Hash privacy provider

Use the hash privacy provider to mask source data with numeric values generated by a hash algorithm. You can use the numeric values as the basis for providing replacement data from a lookup table or an array of values.

The provider generates a numeric hash value based on the source value and uses the hash value to produce masked data. The provider can process source data types such as character strings, integers, floating point numbers, and date-time values.

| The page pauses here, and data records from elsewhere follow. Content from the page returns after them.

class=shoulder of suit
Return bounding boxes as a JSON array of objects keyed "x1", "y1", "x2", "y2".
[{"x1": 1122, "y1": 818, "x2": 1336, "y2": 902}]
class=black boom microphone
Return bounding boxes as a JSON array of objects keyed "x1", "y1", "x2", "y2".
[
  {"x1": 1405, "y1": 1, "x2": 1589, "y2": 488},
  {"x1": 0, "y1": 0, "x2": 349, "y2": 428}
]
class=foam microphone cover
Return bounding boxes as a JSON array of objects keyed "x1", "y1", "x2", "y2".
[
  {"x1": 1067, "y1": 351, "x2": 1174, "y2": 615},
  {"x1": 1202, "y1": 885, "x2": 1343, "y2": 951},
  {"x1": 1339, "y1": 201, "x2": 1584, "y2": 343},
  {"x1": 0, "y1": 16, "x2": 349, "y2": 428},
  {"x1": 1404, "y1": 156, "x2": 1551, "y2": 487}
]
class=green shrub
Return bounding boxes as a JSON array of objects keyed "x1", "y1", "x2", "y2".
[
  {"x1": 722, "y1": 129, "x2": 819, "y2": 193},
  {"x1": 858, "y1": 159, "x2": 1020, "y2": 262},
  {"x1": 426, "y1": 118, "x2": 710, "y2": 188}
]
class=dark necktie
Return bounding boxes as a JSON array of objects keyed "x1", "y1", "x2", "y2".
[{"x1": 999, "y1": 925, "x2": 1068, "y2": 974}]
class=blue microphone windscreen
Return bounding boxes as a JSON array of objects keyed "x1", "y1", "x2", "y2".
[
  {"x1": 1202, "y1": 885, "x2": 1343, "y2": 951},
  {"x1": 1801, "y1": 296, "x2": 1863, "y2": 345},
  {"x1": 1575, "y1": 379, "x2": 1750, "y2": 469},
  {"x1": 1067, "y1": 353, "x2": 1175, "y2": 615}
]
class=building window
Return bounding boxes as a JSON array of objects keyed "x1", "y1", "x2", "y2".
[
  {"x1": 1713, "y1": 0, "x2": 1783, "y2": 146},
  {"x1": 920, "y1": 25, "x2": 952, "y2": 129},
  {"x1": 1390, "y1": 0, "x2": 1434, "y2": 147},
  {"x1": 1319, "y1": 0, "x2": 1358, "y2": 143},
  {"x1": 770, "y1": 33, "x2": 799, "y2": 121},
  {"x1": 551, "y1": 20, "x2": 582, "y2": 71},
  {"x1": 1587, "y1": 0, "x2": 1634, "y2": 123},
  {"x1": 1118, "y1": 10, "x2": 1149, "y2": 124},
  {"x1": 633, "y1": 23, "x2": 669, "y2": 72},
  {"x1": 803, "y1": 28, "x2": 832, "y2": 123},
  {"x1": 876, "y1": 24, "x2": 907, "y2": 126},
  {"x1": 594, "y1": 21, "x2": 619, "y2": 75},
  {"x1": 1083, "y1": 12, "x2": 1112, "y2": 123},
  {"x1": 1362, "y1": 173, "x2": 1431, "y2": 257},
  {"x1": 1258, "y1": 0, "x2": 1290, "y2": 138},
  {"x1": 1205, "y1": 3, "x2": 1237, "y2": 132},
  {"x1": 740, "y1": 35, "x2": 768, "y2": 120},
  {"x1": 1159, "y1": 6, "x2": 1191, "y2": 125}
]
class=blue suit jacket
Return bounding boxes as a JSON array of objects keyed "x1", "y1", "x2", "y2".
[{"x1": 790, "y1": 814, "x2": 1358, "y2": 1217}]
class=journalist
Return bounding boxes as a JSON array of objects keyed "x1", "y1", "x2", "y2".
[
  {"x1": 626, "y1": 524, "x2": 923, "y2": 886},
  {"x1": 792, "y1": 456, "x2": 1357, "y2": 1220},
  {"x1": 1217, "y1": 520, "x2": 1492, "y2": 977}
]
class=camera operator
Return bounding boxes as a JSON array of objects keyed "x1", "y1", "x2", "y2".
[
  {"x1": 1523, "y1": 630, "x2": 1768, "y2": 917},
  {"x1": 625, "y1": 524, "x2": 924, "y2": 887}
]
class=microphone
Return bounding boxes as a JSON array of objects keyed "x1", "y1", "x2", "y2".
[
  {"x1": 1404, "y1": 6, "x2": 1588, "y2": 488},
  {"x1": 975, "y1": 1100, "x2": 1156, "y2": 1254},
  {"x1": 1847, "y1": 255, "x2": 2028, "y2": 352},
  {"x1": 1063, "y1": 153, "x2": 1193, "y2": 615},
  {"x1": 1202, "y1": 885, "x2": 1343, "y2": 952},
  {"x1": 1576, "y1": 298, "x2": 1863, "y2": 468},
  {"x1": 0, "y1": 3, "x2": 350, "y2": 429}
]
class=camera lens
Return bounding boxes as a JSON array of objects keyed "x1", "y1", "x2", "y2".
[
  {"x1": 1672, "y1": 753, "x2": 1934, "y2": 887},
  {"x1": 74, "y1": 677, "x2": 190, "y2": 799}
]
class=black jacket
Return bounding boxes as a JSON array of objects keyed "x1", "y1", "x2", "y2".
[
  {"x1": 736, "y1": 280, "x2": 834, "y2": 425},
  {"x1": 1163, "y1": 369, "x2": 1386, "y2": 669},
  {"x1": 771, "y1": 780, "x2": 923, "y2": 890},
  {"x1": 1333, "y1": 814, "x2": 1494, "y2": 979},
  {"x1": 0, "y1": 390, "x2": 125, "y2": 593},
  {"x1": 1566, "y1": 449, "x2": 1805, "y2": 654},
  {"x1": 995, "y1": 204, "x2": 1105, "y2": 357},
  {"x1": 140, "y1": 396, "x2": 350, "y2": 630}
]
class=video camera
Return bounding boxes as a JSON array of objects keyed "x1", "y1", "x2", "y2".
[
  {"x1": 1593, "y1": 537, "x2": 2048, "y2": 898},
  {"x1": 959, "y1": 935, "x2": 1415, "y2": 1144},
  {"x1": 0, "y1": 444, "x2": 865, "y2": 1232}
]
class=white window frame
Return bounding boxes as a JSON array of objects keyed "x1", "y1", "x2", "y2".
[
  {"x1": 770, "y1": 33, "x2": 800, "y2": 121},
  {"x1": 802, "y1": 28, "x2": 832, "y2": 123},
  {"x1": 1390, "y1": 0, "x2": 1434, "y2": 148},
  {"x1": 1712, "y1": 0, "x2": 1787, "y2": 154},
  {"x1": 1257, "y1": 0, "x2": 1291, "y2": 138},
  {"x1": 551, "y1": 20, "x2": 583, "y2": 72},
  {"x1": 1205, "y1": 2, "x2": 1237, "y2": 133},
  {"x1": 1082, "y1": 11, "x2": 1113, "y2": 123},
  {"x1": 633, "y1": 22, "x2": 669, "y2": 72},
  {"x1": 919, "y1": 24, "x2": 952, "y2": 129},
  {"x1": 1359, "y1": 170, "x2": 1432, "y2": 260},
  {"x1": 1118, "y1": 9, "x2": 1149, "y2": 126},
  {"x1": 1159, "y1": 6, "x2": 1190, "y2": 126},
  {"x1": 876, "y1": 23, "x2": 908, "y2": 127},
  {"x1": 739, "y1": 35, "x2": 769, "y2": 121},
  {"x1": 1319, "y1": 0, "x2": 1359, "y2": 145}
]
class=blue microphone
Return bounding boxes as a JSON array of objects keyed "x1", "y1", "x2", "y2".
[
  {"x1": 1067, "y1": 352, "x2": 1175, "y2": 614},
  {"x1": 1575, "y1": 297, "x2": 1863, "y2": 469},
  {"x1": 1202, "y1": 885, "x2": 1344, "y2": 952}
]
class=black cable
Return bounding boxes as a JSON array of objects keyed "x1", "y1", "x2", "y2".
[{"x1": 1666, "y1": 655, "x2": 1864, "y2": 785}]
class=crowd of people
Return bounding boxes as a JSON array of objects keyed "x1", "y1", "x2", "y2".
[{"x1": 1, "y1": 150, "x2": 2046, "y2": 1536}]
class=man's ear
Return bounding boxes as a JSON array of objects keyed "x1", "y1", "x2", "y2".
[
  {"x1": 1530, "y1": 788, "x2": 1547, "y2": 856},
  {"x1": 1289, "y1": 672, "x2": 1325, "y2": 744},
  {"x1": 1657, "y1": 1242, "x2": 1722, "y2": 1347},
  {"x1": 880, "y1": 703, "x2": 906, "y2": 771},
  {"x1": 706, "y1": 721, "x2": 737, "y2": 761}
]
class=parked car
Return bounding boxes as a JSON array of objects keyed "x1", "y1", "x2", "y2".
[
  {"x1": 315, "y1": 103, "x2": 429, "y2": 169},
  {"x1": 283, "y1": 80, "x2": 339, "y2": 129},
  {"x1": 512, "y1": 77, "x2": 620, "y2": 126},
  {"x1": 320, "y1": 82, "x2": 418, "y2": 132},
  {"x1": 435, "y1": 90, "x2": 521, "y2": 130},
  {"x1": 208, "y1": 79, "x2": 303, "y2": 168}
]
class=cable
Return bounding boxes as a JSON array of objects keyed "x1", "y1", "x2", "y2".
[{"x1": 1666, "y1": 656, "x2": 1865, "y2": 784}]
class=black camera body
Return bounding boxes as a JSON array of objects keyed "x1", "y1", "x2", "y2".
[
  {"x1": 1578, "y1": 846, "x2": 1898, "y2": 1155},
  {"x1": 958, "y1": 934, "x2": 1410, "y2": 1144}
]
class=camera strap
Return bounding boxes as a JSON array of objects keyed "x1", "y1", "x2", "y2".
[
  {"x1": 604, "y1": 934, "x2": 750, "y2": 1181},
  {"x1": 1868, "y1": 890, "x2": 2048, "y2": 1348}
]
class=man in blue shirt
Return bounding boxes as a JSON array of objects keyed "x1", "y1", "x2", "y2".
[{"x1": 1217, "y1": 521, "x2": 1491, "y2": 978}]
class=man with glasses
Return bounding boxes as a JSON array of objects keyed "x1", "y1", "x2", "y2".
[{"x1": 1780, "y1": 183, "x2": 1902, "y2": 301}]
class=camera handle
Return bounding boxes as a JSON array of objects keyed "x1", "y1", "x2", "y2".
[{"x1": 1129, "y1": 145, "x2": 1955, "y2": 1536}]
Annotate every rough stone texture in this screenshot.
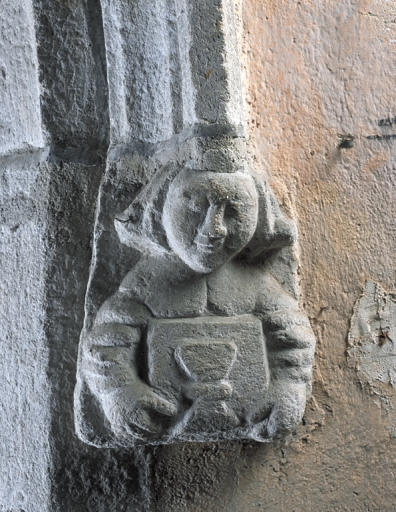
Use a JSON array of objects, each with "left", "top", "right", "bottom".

The provider also supports multiple source values of the same or different data type and concatenates these values before hashing them. You can specify a separator character to create a different concatenated source value for each row when concatenated values of columns from two or more rows would otherwise be identical.

The output value might not be unique even if the input is unique. To generate repeatable masked values for the same input, use the same seed value. The masked value for the same input will vary if the seed is changed for that input.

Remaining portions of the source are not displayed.